Exercise and Lymphedema

Tips for Incorporating Exercise into Your Life with Lymphedema

By Jen Boyce OT, CLT; Lynn Fass RN, CLT

Muscle contraction stimulates lymphatic flow and movement through your body, therefore exercise is highly useful in your daily lymphedema management program. One of the keys to living well with lymphedema is to find which combination of exercise and compression garment works best for you. The challenge is that this is different for each person. The word exercise can be overwhelming for some people; try to focus on the positive results of moving your body.

We recommend that you work with a Certified Lymphedema Therapist (CLT) for ongoing lymphedema care and to develop an exercise program. You and your therapist will discuss what kind of exercise you have done in the past, how long it has been since you had a regular exercise program, and what physical limitations you have.  Your exercise program will most likely begin with self-administered Manual Lymph Drainage (MLD) to stimulate your lymphatic system. The deep breathing exercises (part of MLD) enhance pumping of the thoracic duct, one of the large lymph vessels which drains the abdominal and thoracic area. The lymph ultimately returns to the bloodstream.
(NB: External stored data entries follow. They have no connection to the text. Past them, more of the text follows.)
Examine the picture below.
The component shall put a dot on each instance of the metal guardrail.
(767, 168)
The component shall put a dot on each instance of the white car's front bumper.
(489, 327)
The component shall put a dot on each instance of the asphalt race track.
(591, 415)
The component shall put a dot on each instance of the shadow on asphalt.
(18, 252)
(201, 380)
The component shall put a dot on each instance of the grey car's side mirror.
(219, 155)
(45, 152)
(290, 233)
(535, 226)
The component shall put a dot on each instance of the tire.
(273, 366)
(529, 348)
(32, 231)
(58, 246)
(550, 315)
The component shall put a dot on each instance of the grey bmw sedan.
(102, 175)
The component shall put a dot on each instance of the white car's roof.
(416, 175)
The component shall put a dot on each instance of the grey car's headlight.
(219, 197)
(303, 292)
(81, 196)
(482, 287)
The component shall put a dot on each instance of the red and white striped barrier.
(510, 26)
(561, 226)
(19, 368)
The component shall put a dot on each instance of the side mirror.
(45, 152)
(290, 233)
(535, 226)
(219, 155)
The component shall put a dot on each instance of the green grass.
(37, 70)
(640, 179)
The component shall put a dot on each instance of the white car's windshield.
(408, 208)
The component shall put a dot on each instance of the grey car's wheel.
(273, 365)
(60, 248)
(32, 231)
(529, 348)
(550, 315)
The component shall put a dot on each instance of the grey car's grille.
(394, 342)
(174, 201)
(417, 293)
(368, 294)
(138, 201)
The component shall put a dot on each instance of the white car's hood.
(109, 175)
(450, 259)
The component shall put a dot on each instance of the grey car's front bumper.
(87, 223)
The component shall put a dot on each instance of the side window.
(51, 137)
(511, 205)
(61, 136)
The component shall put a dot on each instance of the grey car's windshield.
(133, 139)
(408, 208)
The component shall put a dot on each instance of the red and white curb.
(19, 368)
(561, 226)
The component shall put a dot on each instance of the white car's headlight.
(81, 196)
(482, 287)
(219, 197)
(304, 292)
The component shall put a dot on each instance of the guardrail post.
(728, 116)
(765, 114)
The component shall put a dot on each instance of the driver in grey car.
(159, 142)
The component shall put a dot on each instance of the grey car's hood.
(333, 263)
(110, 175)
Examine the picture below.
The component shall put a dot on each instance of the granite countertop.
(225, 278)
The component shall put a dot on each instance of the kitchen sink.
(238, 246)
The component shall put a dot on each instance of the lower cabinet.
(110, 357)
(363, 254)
You will begin your exercise program gently, increasing the intensity and frequency slowly as you become accustomed to the movements.  A journal or calendar will help you keep track of your exercises and physical responses. You will learn to pay attention to any symptoms of lymphedema that occur after your exercise such as increased swelling, tightness, heaviness, clumsiness, or achiness. If symptoms appear, you’ll want to consider decreasing the duration and/or intensity of your exercises. Be aware that exercising to the point of fatigue may exacerbate lymphedema. It is also wise to record in your journal other factors that may impact your lymphedema such as extreme temperatures, a change in compression garments, stress, diet, changes in sleep, illness, hydration, medication, standing or sitting for long periods, repetitive motion, or change in bowel regime. Over time you’ll notice patterns and can adjust your daily routine.

Besides a strengthening program, we encourage you to find some type of movement or activity that works for you and brings you joy. Some ideas are walking, biking, yoga, tai chi, Healthy Steps (an exercise system especially designed for promoting lymphatic flow, and with music), kayaking, and swimming. The nice thing about water exercise is that you don’t have to wear a compression garment because you get the natural compression provided by the water and gentle activity out of gravity.

We know from experience that moving your body is one of the best things that you can do to keep your lymphedema in check, your brain sane, and your body functional.  It’s a gift that truly keeps giving.